Histoire philosophique et politique des établissemens et du commerce des Européens dans les deux Indes/Livre III/Chapitre 27

XXVII. Vue des Anglois ſur Balambangan. Leur expulſion de cette iſle.

Cette colonie n’eſt pas jugée allez utile. Auſſi devoit-elle être abandonnée, mais ſeulement après le ſuccès d’un grand projet qu’on méditoit. Depuis long-tems les Anglois déſiroient une poſſeſſion qui pût devenir un entrepôt, où les marchandiſes, les denrées de la Chine & des iſles orientales ſeroient échangées contre les denrées, les marchandiſes de l’Indoſtan & de l’Europe. Leur plan étoit d’en faire le marché le plus conſidérable de l’Aſie.
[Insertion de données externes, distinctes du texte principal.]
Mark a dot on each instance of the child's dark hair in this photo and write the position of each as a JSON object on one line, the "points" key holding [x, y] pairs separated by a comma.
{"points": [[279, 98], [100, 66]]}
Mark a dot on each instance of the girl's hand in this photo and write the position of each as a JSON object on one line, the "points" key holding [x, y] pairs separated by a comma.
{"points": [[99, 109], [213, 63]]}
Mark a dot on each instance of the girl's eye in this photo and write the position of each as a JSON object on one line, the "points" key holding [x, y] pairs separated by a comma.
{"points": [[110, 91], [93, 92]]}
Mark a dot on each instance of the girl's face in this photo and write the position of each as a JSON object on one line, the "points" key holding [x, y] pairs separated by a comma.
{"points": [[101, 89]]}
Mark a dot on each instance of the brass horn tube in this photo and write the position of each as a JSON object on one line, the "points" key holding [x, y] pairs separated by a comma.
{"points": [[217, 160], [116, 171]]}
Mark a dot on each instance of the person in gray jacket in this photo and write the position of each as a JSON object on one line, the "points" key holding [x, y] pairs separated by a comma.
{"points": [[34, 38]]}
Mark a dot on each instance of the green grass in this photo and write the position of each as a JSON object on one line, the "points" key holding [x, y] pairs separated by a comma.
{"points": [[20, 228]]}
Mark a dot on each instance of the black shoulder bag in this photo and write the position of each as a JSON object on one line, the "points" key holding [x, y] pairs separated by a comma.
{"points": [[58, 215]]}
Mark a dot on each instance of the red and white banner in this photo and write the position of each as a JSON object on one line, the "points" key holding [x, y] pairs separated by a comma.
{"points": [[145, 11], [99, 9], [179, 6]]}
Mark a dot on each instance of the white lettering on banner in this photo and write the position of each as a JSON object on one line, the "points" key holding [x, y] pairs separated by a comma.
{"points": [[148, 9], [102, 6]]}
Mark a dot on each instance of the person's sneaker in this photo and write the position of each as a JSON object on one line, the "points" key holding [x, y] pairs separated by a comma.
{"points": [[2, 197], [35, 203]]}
L’iſle de Balambangan, ſituée à la pointe ſeptentrionale de Bornéo, leur parut propre à remplir leurs vues ; & le roi de Solon la leur abandonna en 1766. Ils y arborèrent leur pavillon l’année ſuivante ; mais ce ne fut qu’en 1772 qu’ils formèrent leur établiſſement.

Quelques commis, trois cens ſoldats blancs ou noirs, un vaiſſeau & deux petits bâtimens : tels furent les premiers matériaux d’un édifice qui devoit, avec le tems, s’élever à une hauteur immenſe. Malheureuſement les chefs ſe brouillèrent ; le peu de troupes qui avoit échappé à des maladies deſtructives fut trop diſpersé ; les navires allèrent ouvrir le commerce avec les états voiſins. Dans ces circonſtances fâcheuſes, le nouveau comptoir fut attaqué, pris & détruit.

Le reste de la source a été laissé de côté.